# Introduction

I have been working over the last couple of months to train an LLM on health and safety data. After fine-tuning, the model has been deployed to production and is being exposed to a front-end application through an API. I unfortunaly have neglacted to document the process of research and development and this repo will serve as a retrospective peice on my work. I will share the code to train the model and insights I learned along the way. Unfortunatly, since it is company IP, I cannot share the data or model itself, only my process for developing it.

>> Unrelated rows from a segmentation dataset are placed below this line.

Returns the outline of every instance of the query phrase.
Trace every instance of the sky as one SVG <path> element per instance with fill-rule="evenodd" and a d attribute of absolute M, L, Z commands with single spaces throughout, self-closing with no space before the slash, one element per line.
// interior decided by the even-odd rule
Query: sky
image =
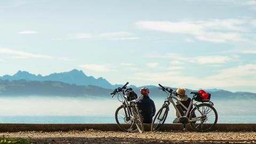
<path fill-rule="evenodd" d="M 255 0 L 0 1 L 0 76 L 256 93 Z"/>

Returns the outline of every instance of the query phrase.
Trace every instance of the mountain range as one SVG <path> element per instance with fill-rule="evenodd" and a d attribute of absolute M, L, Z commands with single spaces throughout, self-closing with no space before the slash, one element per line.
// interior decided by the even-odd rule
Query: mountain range
<path fill-rule="evenodd" d="M 82 70 L 76 69 L 69 72 L 54 73 L 45 76 L 41 75 L 36 76 L 27 71 L 19 71 L 13 76 L 6 75 L 0 77 L 0 96 L 43 95 L 109 98 L 111 98 L 110 93 L 115 89 L 123 85 L 111 85 L 102 77 L 96 79 L 92 76 L 87 76 Z M 156 86 L 147 85 L 137 87 L 135 85 L 130 85 L 127 87 L 132 87 L 134 92 L 139 94 L 139 91 L 142 87 L 149 89 L 152 98 L 166 98 L 165 93 L 159 90 L 159 87 Z M 177 89 L 175 87 L 171 89 L 174 90 Z M 204 90 L 211 93 L 212 99 L 256 100 L 256 93 L 233 93 L 216 89 Z M 197 92 L 197 90 L 186 89 L 186 94 L 190 97 L 192 96 L 189 94 L 191 91 Z"/>
<path fill-rule="evenodd" d="M 8 79 L 12 81 L 13 80 L 25 79 L 27 81 L 36 81 L 43 82 L 46 81 L 61 82 L 70 84 L 77 85 L 95 85 L 105 89 L 116 89 L 122 86 L 123 85 L 111 85 L 106 79 L 102 77 L 95 78 L 93 76 L 87 76 L 82 70 L 73 69 L 68 72 L 51 74 L 48 76 L 42 76 L 39 74 L 35 75 L 29 73 L 19 70 L 13 76 L 8 75 L 0 77 L 3 80 Z M 126 82 L 124 82 L 124 84 Z M 131 85 L 131 87 L 137 87 L 135 85 Z"/>

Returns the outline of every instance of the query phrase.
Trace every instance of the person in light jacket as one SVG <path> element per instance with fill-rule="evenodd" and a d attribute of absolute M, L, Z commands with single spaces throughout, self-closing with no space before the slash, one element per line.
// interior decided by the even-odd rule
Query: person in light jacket
<path fill-rule="evenodd" d="M 156 107 L 153 100 L 149 98 L 149 90 L 147 87 L 141 88 L 140 97 L 135 102 L 137 103 L 143 118 L 143 123 L 151 123 L 156 114 Z"/>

# Background and Motivation

On construction sites, we have many hazards that pose health and safety threats to our workers or members of the public. To capture these hazards, our site workers use an app to log when they see an issue. These observations are in free text form, such as: "Cables left laying on walkway", "Oil spill on pathway", "Cement truck parked in wrong place" etc. !here are over 1_000_000 of these records in the observations table. 

When entering an observation, the user is given the option to enter a category. This is used by the Health and Saftey Team: to triage and action the hazard, to decide which team to send it to, whether to notify someone immediately, etc. For example, "Cables left laying on walkway" would probably be given the category "Slips/Trips". 

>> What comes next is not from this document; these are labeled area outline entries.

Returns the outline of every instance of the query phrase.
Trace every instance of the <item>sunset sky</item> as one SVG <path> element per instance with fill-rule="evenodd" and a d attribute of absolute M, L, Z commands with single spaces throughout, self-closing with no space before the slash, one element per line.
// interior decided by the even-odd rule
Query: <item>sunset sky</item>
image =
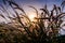
<path fill-rule="evenodd" d="M 48 5 L 49 11 L 52 10 L 53 4 L 56 4 L 61 6 L 62 1 L 64 0 L 14 0 L 20 6 L 22 6 L 27 14 L 34 13 L 32 10 L 28 8 L 28 5 L 35 6 L 37 10 L 43 8 L 44 4 Z M 0 0 L 0 4 L 3 4 L 2 0 Z M 11 10 L 11 8 L 8 5 L 8 10 Z M 11 10 L 12 11 L 12 10 Z M 2 22 L 1 19 L 0 22 Z M 64 32 L 64 31 L 62 31 Z"/>

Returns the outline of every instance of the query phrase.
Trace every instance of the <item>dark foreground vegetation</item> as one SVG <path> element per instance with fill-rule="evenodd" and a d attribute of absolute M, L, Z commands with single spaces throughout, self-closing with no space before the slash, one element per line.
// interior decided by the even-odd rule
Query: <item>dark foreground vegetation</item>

Most of the time the appropriate category is set in the data but around 18% of the time the category is empty and sometimes when it is set it isn't set to a value that matches the input text. This is where Machine Learning and LLMs can come in. With over 1 million records in the dataset we can use some filtering to pull out a subset of labelled records with good observations and fine-tune a model to learn which category is most likely set when certain words and combinations of words are present. We can then use this to predict/suggest a category and improve the process of submitting an observation as well as triaging and actioning.

# Part 1: Data Cleansing

To start, we can load the data into a Dataframe in the notebook. 

In [None]:
import pandas as pd
import numpy as np

# Setting to fix bug later on in model.
pd.options.mode.chained_assignment = None

observations = pd.read_csv("observations-data.csv")
display(observations)

There are two key fields to pick out from the data. The one with the free text input, and the one with the category. The plan is to infer category2 to predict whatdidyousee.

In [None]:
# Category2 as a Category1 is always "Hazard" due to the way the app stores the data.
labelled = observations[["whatdidyousee"], ["category2"]]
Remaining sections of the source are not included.